1031 Services, Inc.

Related Party Ruling

March 2007

In this ruling, the Taxpayer and Related Party are related persons within the meaning of §1031 (f)(3). Related Party wished to acquire Relinquished Property from Taxpayer but did not own like-kind assets that Taxpayer wished to acquire. Taxpayer entered into an agreement with an unrelated third party that required the closing of the acquisition of Replacement Property to occur before Taxpayer transferred Relinquished Property to Related Party. Accordingly, Taxpayer structured the transaction as a "reverse" like-kind exchange under the provisions of Rev. Proc. 2000-37.

Taxpayer entered into a qualified exchange accommodation arrangement with an EAT. The EAT was a single-owner limited liability company, wholly owned by EAT Parent, a corporation unrelated to the Taxpayer. On the same day, Taxpayer loaned the EAT the purchase price of Replacement Property, and the EAT Parent granted Taxpayer a security interest in 100-percent of the membership interest in the EAT as collateral for Taxpayer's loan to the EAT. The EAT then purchased the Replacement Property. The purchase price of the Replacement Property exceeded the value of Relinquished Property, so the Taxpayer was trading up in value.

Subsequently, the Taxpayer entered into an agreement with the Related Party to transfer the Relinquished Property to the Related Party's wholly owned subsidiary. The Related Party intended to dispose Relinquished Property within two years of its receipt.

The exchange was structured as follows: Taxpayer and QI, an affiliate of the EAT, entered into an exchange agreement and the Taxpayer assigned the rights to receive the sale proceeds from the Relinquished Property to QI. Taxpayer transferred the Relinquished Property to Related Party, who paid the purchase price to QI. To complete the exchange, QI purchased 100-percent of the membership interest in the EAT, subject to the EAT's obligation under the loan. At QI's direction, Parent EAT transferred EAT's membership interest to Taxpayer and also transferred the purchase price of the Relinquished Property to Taxpayer to pay down the loan. The Replacement Property value exceeded the Relinquished Property value and the outstanding balance of the loan attributable to this excess value was cancelled because Taxpayer in effect became both the debtor and the creditor with respect to such balance.

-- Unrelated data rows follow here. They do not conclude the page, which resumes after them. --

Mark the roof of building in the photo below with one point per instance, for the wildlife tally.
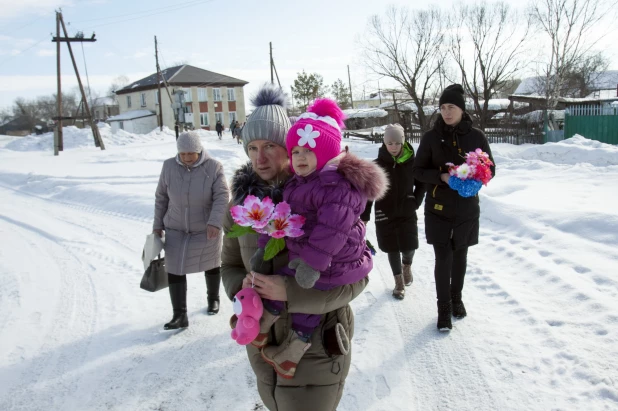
(132, 115)
(184, 75)
(605, 81)
(104, 101)
(566, 100)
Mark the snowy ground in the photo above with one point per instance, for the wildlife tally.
(77, 333)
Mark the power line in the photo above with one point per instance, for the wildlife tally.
(12, 31)
(142, 12)
(151, 14)
(23, 51)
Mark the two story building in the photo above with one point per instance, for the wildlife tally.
(209, 97)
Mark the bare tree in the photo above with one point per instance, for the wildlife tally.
(408, 47)
(46, 106)
(118, 83)
(568, 24)
(579, 81)
(27, 111)
(497, 35)
(5, 115)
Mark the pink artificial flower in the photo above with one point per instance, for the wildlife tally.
(476, 167)
(284, 224)
(253, 213)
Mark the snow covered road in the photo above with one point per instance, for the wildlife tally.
(77, 333)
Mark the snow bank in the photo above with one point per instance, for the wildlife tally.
(574, 150)
(76, 138)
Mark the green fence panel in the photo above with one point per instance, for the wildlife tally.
(596, 125)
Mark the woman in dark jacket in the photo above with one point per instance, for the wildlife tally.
(451, 221)
(395, 214)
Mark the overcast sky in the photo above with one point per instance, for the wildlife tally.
(228, 37)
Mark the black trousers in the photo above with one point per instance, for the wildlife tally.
(213, 288)
(449, 271)
(395, 260)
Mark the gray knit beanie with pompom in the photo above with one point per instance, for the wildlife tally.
(269, 120)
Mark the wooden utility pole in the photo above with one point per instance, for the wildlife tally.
(159, 85)
(98, 141)
(350, 85)
(58, 140)
(272, 78)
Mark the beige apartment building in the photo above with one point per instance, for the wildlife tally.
(209, 97)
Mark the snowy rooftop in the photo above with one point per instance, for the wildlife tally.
(365, 113)
(104, 101)
(132, 115)
(605, 81)
(184, 75)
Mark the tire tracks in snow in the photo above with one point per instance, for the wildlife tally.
(45, 380)
(432, 370)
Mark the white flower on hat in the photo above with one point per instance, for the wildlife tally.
(307, 136)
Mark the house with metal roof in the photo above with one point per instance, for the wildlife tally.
(207, 97)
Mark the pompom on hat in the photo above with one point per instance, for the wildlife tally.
(269, 121)
(318, 129)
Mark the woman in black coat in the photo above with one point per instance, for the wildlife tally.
(451, 221)
(395, 214)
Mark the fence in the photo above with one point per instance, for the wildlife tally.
(511, 132)
(593, 122)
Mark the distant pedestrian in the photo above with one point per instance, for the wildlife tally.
(219, 128)
(395, 214)
(237, 132)
(451, 221)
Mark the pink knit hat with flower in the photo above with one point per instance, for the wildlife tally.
(319, 129)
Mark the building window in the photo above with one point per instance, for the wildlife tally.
(202, 95)
(188, 95)
(204, 119)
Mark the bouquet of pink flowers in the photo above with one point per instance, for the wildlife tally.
(263, 217)
(469, 177)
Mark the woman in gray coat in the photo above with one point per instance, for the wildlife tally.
(191, 201)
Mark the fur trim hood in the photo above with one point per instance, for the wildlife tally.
(246, 182)
(363, 174)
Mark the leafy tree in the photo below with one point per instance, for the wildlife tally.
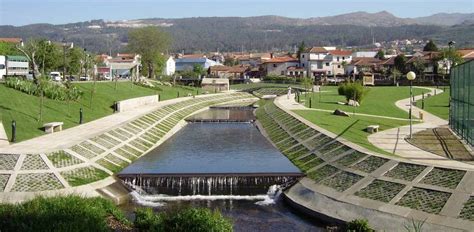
(395, 75)
(400, 63)
(430, 47)
(301, 49)
(451, 55)
(419, 67)
(380, 54)
(8, 49)
(150, 42)
(198, 69)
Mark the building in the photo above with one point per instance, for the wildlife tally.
(234, 72)
(215, 84)
(324, 61)
(13, 66)
(461, 116)
(278, 66)
(170, 67)
(121, 66)
(187, 63)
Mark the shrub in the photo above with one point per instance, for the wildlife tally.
(55, 91)
(70, 213)
(187, 219)
(359, 225)
(353, 90)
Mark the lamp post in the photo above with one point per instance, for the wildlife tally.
(411, 76)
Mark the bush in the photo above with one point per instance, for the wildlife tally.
(51, 90)
(353, 90)
(359, 225)
(70, 213)
(188, 219)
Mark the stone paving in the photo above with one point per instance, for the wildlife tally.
(98, 149)
(349, 173)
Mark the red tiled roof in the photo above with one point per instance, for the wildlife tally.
(10, 40)
(283, 59)
(317, 50)
(294, 68)
(366, 61)
(340, 52)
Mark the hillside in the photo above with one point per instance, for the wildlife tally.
(259, 33)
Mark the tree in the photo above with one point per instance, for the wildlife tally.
(380, 54)
(419, 67)
(8, 49)
(301, 49)
(150, 42)
(430, 47)
(400, 63)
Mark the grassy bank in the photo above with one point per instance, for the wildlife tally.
(24, 108)
(351, 128)
(437, 105)
(378, 101)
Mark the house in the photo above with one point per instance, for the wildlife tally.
(187, 62)
(123, 66)
(279, 65)
(363, 64)
(467, 54)
(215, 84)
(170, 67)
(325, 61)
(233, 72)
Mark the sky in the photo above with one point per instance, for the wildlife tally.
(23, 12)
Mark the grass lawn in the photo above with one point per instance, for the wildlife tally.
(351, 128)
(437, 105)
(378, 101)
(24, 108)
(261, 85)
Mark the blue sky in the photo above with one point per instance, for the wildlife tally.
(21, 12)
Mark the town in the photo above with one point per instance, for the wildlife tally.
(351, 122)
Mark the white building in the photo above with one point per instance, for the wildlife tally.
(325, 61)
(170, 67)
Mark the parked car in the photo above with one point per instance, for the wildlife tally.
(55, 76)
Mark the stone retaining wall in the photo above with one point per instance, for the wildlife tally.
(133, 103)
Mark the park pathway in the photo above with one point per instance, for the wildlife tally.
(393, 140)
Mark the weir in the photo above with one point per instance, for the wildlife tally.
(212, 159)
(219, 184)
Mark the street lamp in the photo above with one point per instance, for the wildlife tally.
(411, 76)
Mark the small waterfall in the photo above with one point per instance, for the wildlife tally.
(205, 185)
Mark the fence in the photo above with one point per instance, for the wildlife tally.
(461, 117)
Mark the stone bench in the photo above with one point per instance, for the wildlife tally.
(373, 128)
(52, 127)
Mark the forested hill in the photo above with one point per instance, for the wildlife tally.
(258, 33)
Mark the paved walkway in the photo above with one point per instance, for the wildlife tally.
(3, 136)
(393, 140)
(83, 159)
(388, 191)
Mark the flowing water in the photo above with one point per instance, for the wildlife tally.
(230, 167)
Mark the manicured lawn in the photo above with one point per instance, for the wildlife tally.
(351, 128)
(15, 105)
(437, 105)
(261, 85)
(379, 100)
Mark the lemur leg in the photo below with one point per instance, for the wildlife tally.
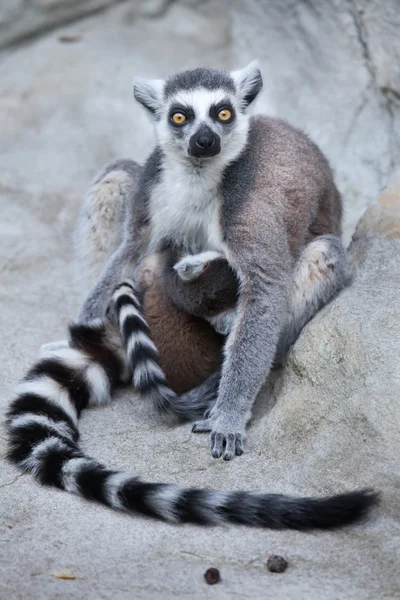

This ruling presents the same issues as the recent PLR 200709036, but in a reverse exchange context. The ruling analyzes whether §1031 (f)(1) or (4) applies where (1) Taxpayer purchases like-kind Replacement Property from an unrelated third party via the EAT, (2) Taxpayer sells Relinquished Property to Related Party for cash consideration received by a QI, and (3) Related Party disposes of Relinquished Property within two years of the acquisition. First, the ruling concludes that §1031 (f)(1) does not apply because the Taxpayer and Related Party did not engage in a like-kind exchange. Instead, the Taxpayer exchanged with the QI, who is not related to Taxpayer. Second, the ruling concludes that §1031(f)(4) does not apply because the Taxpayer did not transfer Relinquished Property to Related Party as part of a transaction or series of transactions, structured to avoid the purposes of §1031(f)(1) because: (1) The related parties did not exchange high basis property for low basis property in anticipation of the sale of the low basis property; (2) Only Taxpayer held property before the reverse like-kind exchange and continued to hold like-kind property after the exchange, while Related Party did not hold property before the exchange; and (3) Related Party's disposal of Relinquished Property within two years of acquisition does not result in a "cashing out" of an investment or shifting of basis between Taxpayer and Related Party.

Comment: The ruling does not state why the Related Party wanted the Relinquished Property or why it would dispose of the Relinquished Property within two years of acquisition. There is no representation of business purpose. The only explanation is simply that "Related Party wished to acquire Relinquished Property from Taxpayer". Related Party apparently was not a taxable REIT subsidiary, like the Related Party in PLR 200709036. Perhaps the parties wanted to perform dealer activities on the Relinquished Property and they decided to transfer it to the Related Party so the Taxpayer could do an exchange and avoid ordinary income. Or perhaps they wanted extra time to find a buyer for the Relinquished Property and were trying to avoid the 180 day limitations of Rev. Proc. 2000-37.